Voltaire also famously said: “I disapprove of what you say, but I will defend to the death your right to say it.” In this country we have a free press, and I am glad of it. Thank God we do not have a government controlled media as in many less democratic and open states.

Nevertheless, St Paul’s/Pell’s dictum holds good for the media too. In his 1997 Pentecost Pastoral Letter to Youth (the first chapter in “Test Everything”), +George wrote:

To all young people battling with conflicting pressures, I repeat St Paul’s urgings as you search for the truth. Look before you leap. Search out genuine love and service. Reject evil. Test the claims of the advertisers as carefully as you examine Christian claims.

I would say that that advise goes as well for what we read in the morning papers as for anything else. Like advertisers (and indeed Christian preachers) we say what we say for a reason. Those who read this material have to ask themselves “Why are they saying this? Is it true?”.

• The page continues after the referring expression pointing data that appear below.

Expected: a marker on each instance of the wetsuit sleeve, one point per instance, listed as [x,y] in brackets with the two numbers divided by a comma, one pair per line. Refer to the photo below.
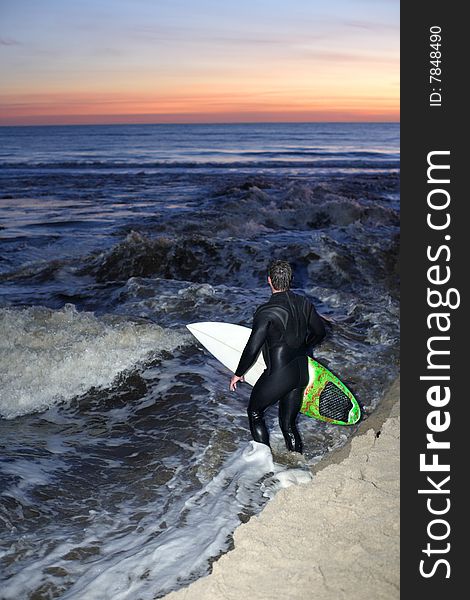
[316,329]
[254,344]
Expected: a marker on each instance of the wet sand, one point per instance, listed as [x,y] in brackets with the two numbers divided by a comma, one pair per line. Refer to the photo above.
[335,538]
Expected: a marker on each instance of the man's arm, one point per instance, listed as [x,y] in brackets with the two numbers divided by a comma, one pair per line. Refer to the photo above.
[254,344]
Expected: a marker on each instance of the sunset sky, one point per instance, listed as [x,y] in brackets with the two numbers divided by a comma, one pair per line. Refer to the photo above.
[198,61]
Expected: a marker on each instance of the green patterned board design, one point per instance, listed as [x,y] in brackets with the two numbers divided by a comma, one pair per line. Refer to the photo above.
[327,398]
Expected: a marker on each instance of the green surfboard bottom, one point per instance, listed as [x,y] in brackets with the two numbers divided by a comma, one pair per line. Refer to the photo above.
[326,398]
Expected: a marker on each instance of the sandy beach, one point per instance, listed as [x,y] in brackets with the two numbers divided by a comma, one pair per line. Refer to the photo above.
[334,538]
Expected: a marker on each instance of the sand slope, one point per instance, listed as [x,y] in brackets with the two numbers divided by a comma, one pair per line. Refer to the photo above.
[335,538]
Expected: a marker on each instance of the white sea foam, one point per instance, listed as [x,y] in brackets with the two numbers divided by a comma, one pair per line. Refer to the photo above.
[50,356]
[152,560]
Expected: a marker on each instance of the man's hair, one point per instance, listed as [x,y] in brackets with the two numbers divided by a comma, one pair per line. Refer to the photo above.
[280,273]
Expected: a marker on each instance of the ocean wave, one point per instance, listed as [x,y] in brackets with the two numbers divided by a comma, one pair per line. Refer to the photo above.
[51,356]
[356,161]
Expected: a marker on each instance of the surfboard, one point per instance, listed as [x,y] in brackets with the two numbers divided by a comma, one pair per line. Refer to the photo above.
[326,397]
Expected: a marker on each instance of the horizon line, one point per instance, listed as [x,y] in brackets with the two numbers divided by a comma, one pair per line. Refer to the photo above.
[362,122]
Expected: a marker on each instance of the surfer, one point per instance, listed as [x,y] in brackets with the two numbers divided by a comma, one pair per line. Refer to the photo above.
[285,328]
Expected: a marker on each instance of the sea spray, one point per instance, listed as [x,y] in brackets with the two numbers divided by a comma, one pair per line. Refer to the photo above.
[51,356]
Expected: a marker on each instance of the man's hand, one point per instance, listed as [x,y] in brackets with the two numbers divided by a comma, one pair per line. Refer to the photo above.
[233,382]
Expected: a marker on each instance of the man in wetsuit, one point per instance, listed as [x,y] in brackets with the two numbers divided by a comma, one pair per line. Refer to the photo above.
[285,328]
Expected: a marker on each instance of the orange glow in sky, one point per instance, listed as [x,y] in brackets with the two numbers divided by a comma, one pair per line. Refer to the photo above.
[142,62]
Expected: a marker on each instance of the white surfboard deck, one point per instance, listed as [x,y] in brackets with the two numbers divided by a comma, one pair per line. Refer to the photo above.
[226,341]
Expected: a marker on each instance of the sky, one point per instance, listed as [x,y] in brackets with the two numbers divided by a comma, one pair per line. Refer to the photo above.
[198,61]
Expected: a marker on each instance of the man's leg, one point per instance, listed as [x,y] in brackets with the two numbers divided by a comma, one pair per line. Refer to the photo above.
[262,396]
[289,407]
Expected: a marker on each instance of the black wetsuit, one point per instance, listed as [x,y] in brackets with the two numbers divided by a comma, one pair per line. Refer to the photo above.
[285,328]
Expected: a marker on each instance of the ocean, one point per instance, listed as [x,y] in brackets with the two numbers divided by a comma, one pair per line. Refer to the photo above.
[126,463]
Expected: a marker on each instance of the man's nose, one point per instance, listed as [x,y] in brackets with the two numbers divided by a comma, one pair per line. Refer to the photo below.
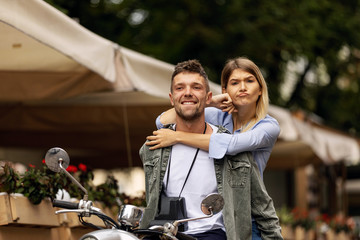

In another sermon in the same volume, Cardinal Pell says “We are not free to choose what is false” (not an exact quote – I don’t have the book with me – as I said, it is next to my bed). I take this to mean that when we choose what is false rather than what is true, we are not free, we are rather binding ourselves to falsehood – and as Christ said, only “the Truth will make you free.”

In the academy, writers of papers and theses have to have references and footnotes to back up their claims. In the Press, on the other hand, it is seen as a veritable virtue to “protect your sources”. So what we read is often “alleged” or “unconfirmed”.

Like rumours of Vatican appointments, such reports are not facts. “Test everything; hold fast to what is good.”

I am glad we have a free press, but I urge everyone who reads the press not to swallow it all gullibly. In other words, I defend your right to say what you say, but I will fight to the death to urge those who hear what you say to “test everything” before believing it.